Here are some ideas to consider as a starting point:
Cost: Medicare and Tricare cover the cost of the traditional monofocal intraocular lens, but most insurance companies do not cover any of the “premium” IOLs. The monofocal lenses provide the highest quality of image, but at only one distance. Most patients who choose this option desire to be able to see well with no glasses at distance and wear glasses for reading and computer distances.
Intermediate vision: If you spend much of your day participating in intermediate distance activities, such as working on a computer, your eye surgeon may recommend using different strength monofocal lenses for monovision. This is where one eye sees well at distance and the other eye sees well up close. This may be a good option for many, but may not be ideal for those who require perfect vision out of both eyes.
Independence from glasses: The newer “premium” IOLs include multifocal lenses which give patients a range of vision from distance to near. These can reduce or even eliminate the need for glasses or contacts altogether. These lenses are much more expensive and are not typically covered by insurance.

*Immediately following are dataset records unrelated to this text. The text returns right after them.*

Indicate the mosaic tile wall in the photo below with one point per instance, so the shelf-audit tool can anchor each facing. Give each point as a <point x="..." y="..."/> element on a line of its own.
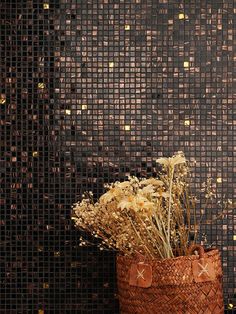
<point x="91" y="91"/>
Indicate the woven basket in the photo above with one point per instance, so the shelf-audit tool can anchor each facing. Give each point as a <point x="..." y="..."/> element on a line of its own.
<point x="186" y="284"/>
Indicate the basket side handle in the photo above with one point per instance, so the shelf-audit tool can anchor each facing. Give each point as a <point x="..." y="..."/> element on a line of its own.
<point x="196" y="247"/>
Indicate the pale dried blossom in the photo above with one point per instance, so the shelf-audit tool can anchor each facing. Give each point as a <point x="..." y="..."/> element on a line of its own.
<point x="148" y="216"/>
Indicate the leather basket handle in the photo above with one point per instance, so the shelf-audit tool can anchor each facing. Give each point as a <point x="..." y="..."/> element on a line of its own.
<point x="196" y="247"/>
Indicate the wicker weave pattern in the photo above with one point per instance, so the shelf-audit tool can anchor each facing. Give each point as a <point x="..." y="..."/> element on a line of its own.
<point x="173" y="289"/>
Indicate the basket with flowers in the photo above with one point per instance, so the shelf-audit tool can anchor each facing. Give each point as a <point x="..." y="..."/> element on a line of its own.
<point x="151" y="223"/>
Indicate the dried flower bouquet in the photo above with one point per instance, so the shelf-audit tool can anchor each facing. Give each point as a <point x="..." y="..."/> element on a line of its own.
<point x="148" y="216"/>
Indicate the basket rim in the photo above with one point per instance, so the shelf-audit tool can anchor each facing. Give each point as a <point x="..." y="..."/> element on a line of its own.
<point x="208" y="253"/>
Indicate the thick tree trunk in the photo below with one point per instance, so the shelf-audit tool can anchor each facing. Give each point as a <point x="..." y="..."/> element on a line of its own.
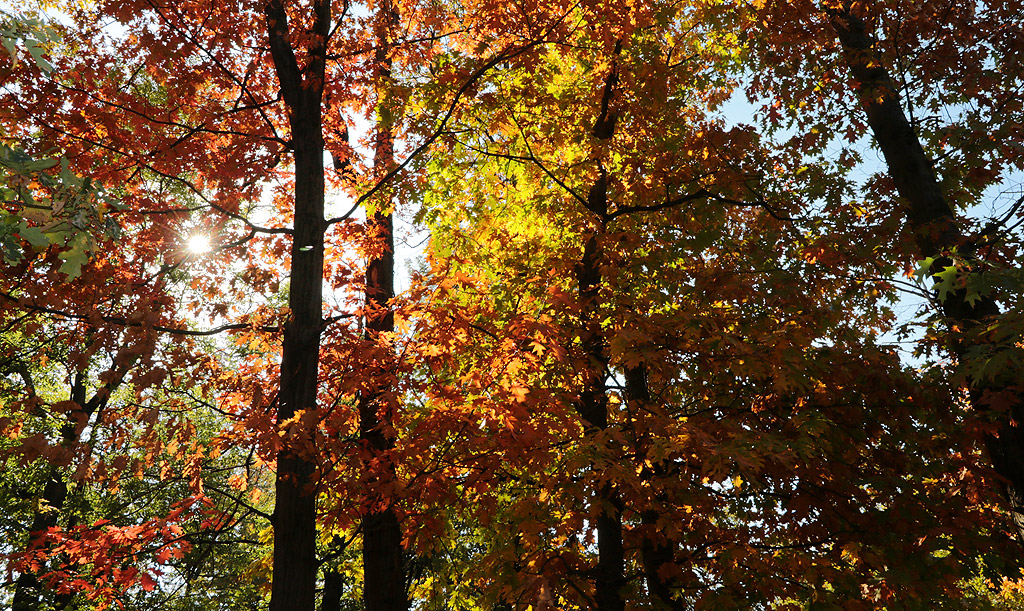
<point x="295" y="511"/>
<point x="384" y="575"/>
<point x="935" y="226"/>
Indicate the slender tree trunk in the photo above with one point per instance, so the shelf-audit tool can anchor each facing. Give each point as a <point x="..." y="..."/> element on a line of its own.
<point x="295" y="511"/>
<point x="655" y="551"/>
<point x="609" y="574"/>
<point x="384" y="576"/>
<point x="935" y="226"/>
<point x="28" y="588"/>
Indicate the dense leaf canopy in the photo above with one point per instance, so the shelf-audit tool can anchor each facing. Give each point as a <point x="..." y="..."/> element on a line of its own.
<point x="399" y="304"/>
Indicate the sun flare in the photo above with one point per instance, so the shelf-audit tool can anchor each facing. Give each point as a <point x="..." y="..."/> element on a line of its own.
<point x="199" y="244"/>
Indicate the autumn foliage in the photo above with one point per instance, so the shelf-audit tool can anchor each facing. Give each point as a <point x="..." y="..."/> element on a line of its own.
<point x="562" y="305"/>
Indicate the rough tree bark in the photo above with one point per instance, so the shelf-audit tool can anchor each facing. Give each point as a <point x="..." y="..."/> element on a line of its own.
<point x="384" y="575"/>
<point x="935" y="227"/>
<point x="609" y="574"/>
<point x="655" y="551"/>
<point x="295" y="511"/>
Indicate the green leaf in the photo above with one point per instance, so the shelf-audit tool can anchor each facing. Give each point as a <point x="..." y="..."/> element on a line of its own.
<point x="33" y="235"/>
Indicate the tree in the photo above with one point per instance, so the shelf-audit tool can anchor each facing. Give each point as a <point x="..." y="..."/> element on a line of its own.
<point x="638" y="367"/>
<point x="933" y="84"/>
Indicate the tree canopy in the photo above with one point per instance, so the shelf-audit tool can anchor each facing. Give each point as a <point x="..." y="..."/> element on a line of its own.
<point x="404" y="304"/>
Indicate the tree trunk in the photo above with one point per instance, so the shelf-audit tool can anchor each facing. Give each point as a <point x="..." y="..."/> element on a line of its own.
<point x="655" y="551"/>
<point x="28" y="587"/>
<point x="936" y="229"/>
<point x="295" y="511"/>
<point x="609" y="574"/>
<point x="384" y="575"/>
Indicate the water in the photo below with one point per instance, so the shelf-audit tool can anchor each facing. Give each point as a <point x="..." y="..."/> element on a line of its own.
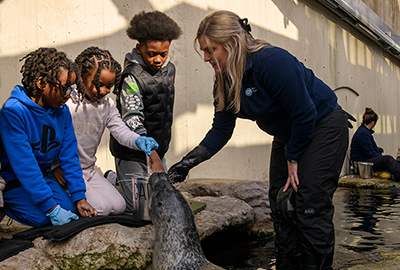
<point x="367" y="221"/>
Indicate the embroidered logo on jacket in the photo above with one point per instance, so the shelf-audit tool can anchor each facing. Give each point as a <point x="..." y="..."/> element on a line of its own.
<point x="249" y="91"/>
<point x="47" y="143"/>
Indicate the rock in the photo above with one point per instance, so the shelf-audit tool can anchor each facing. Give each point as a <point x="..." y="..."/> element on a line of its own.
<point x="113" y="246"/>
<point x="220" y="213"/>
<point x="389" y="261"/>
<point x="254" y="193"/>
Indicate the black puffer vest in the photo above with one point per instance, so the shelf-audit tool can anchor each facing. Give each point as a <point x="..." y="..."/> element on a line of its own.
<point x="158" y="93"/>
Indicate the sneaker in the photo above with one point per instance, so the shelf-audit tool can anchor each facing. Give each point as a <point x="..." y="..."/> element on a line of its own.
<point x="111" y="176"/>
<point x="382" y="175"/>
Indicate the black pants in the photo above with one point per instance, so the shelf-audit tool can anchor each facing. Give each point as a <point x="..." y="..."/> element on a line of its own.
<point x="310" y="244"/>
<point x="386" y="163"/>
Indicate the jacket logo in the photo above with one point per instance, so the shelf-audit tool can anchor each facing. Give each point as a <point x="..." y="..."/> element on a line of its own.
<point x="249" y="91"/>
<point x="47" y="143"/>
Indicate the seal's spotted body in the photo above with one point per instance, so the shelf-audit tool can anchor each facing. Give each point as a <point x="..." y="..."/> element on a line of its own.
<point x="177" y="244"/>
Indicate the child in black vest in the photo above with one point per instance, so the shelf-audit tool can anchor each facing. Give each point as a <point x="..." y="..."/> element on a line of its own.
<point x="145" y="97"/>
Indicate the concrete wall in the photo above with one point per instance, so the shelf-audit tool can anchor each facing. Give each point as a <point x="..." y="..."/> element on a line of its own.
<point x="344" y="59"/>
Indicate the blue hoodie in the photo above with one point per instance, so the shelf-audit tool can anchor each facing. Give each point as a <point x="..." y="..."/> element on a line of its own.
<point x="33" y="138"/>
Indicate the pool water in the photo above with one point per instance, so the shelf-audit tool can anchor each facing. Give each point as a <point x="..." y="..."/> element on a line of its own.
<point x="367" y="221"/>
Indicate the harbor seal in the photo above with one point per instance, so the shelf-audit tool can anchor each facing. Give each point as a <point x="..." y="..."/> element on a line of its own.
<point x="177" y="243"/>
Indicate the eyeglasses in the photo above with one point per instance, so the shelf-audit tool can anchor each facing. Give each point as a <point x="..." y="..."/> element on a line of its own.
<point x="66" y="91"/>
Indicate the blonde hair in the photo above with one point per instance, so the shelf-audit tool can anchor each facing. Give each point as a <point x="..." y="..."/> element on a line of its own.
<point x="228" y="29"/>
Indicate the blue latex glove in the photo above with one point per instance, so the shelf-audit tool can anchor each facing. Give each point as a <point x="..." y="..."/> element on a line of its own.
<point x="146" y="144"/>
<point x="60" y="216"/>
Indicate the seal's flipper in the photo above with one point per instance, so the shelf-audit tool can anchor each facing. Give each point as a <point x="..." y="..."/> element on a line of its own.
<point x="11" y="247"/>
<point x="63" y="232"/>
<point x="33" y="233"/>
<point x="197" y="206"/>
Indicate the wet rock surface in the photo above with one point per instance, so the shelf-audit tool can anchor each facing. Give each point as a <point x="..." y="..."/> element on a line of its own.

Night driving: If you frequently drive at night, the multifocal lens may not be the best option for you. The multifocal lenses, especially the higher power ones, can induce glare and halos around lights. Most people adapt to these symptoms, but if you frequently drive at night, you may want to consider a monofocal lens.
Astigmatism: Astigmatism is a problem where the front surface of the eye (the cornea) is shaped more like a football than a basketball. This leads to the image formed on the film of the eye (the retina) being out of focus without glasses or contacts. If you have moderate to severe astigmatism, there are IOLs that may correct much or all of the astigmatism, enabling you to have much more clear vision. Patients with significant astigmatism are very happy with these astigmatism correcting IOLs. However, these IOLs are considered “premium” IOLs and are not typically covered by insurance companies either.
The MacDill AFB Clinic has two eye surgeons who are committed to providing the best possible eye care to active duty, their dependents, and retirees. We have the very best diagnostic and therapeutic equipment and all of our patients have access to whatever IOL the surgeon and patient feel would be most appropriate, regardless of whether it is a standard IOL or a premium IOL at no cost to the patient.
We pride ourselves in our excellent visual outcomes and do everything in our power to give you the best possible experience.